Every nation contributes to and shares the strengths and weaknesses of the global research community. This is particularly true as we confront global challenges. The United States has a critical role to play in strengthening the global community through its own partnerships with ESPs, including the advanced education of ESP students, collaborative research, and building sustainable infrastructure. Education and research partnerships not only strengthen the global community, but they enhance the U.S. national S&T enterprise.

3. Global Understanding and Science Diplomacy

It is essential to partner with ESPs to enhance global understanding and strengthen science diplomacy. Scientific research is an endeavor built on shared values of merit, transparency, and openness. Research collaborations provide a mechanism for strengthening understanding of cultural differences and varied national and regional priorities. Science can often open channels that have been blocked because of political, economic, or social differences.

4. U.S. Leadership

As future global S&T evolves, it is important that the United States maintain its leadership role, contributing to the development of capacity worldwide and engaging with emerging and established partners. The United States cannot afford to allow its collaborations with ESPs to stagnate or diminish as these scientific communities grow stronger and even more critical to the global research community.

Driven by these imperatives, the report makes the following recommendations:

  1. The United States should actively foster and build collaborations with ESPs, including by welcoming ESP researchers, particularly those seeking graduate education, to U.S. universities and research institutes.
  2. Through its research and education collaborations with ESPs, the United States will and needs to contribute to building global research capacity and the global STEM workforce.
  3. Collaborations with ESPs should reflect the values of transparency and equity.

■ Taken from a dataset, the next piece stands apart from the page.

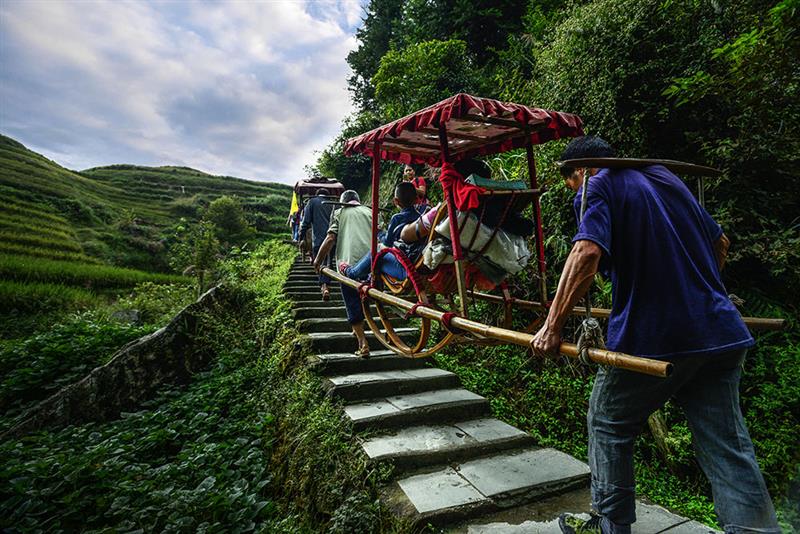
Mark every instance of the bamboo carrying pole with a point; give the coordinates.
(601, 356)
(754, 323)
(455, 236)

Moving forward on these recommendations would strengthen and expand partnerships with ESPs through sustained long-term commitments across disciplines and scales. Given the diverse ecosystem of S&T in the United States and in ESPs, opportunities for sustained collaboration are numerous. These include partnerships across and among government agencies, universities, research institutes, centers of excellence, scientific societies and academies, foundations and philanthropies, and the private sector.

Policy and program actions are needed if U.S.-ESP partnerships are to be adequately strengthened and if they are to be made more equitable. This report puts forth specific mechanisms for doing so to the four key U.S. audiences with substantial engagement with ESPs: 1) federal agencies; 2) universities and research institutes; 3) scientific societies and academies; and 4) foundations and the private sector (see Mechanisms).

These mechanisms have been identified by the CISP initiative through discussions with the key audiences mentioned above and in partnership with scientists based in ESP countries from all regions of the world and representing diverse disciplines, personal backgrounds, and career stages. They are the product of an effort to identify actions rooted in the priorities of both the U.S. S&T enterprise and those of ESPs seeking to build strong and equitable international scientific collaborations.